Jup, the Islanders HAVE TO know that there are 10 blue-eyed hippies.

 

[LikeLinus]

This is one stupid riddle.

All they have to do is look at their reflection in the ocean/river water on the island and see what color eyes they have.

Problem solved.

 

[Pundit]

People, look at some of the solutions we have posted and you'll realize that there is enough information. They don't need to know that there are 10 blues. Just try and work it out with 3 blues and 97 browns and work it out from there.

 

[Murphyrulez]

AAAAAAAAAAHHHHHH

I can't believe people are STILL saying that the riddle is unsolvable.

READ THE ANSWER. COMPREHEND THE ANSWER.

Follow the logic, it makes sense. There are 10 people going to die. Until the 10th night they all think the other 9 are the only blues.

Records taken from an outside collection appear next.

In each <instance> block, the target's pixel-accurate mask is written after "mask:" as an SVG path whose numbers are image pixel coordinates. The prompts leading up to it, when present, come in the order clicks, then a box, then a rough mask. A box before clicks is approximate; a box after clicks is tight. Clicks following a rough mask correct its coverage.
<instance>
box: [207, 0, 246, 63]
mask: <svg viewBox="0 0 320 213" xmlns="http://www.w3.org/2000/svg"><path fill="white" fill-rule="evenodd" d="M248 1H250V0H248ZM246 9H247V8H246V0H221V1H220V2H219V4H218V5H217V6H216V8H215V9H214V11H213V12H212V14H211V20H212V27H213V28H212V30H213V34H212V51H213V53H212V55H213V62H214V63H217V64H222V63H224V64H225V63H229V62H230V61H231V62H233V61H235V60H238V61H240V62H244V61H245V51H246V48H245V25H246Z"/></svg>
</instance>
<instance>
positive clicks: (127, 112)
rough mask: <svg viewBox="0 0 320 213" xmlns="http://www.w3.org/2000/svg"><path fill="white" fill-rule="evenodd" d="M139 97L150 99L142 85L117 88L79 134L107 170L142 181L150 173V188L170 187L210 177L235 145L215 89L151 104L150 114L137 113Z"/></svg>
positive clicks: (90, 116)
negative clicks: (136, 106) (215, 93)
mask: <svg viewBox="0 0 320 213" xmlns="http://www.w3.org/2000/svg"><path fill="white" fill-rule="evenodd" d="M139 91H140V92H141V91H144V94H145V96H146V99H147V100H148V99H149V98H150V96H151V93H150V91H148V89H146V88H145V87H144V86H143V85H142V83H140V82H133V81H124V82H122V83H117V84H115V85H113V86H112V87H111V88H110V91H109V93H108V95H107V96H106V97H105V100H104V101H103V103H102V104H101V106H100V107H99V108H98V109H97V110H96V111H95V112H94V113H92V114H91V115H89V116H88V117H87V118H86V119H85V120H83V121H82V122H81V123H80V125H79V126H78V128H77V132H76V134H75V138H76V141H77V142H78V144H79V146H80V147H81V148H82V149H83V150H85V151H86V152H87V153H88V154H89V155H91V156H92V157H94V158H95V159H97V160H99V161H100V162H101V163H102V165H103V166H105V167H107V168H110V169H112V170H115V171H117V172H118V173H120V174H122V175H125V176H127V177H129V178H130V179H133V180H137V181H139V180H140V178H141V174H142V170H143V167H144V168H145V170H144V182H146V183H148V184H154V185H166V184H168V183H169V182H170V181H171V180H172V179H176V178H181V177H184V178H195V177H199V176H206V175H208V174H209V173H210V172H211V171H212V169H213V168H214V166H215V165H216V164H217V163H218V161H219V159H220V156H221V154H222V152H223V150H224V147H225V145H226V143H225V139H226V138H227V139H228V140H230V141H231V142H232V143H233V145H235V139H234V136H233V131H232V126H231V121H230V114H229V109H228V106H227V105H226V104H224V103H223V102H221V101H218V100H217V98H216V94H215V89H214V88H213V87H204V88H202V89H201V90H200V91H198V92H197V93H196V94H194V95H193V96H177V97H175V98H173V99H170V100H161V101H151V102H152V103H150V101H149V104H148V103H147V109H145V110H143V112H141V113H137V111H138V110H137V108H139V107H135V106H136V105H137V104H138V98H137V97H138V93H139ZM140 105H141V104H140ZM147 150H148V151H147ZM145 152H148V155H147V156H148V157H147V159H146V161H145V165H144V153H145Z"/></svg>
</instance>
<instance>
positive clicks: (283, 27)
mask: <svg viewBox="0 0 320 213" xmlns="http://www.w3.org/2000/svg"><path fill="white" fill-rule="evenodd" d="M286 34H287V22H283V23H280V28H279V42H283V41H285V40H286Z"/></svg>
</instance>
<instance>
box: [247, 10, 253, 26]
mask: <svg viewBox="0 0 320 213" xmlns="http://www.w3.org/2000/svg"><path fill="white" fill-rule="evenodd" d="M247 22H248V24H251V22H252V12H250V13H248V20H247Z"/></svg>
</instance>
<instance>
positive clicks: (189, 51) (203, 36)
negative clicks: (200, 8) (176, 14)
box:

A Brown might think he is blue up until the 11th night when all the blues kill themselves! They all kill themselves because they can see 90 browns! The browns know that the blues can see how many browns there are! They can count! It's pretty simple!!! Every blue says, "hey there are 9 blues, and either 91 browns or I'm a blue. Therefore, when the 11th day rolls around and the other 9 are still kickin, I must be blue! AHHHH SUICIDE!!!". Every brown says, "Hey there are 10 blues, and either 90 browns, or I'm a blue. therefore when the 11th day rolls around and the 10 blues kill themselves, I must be brown!!! YEAAAHH!!!"


get it?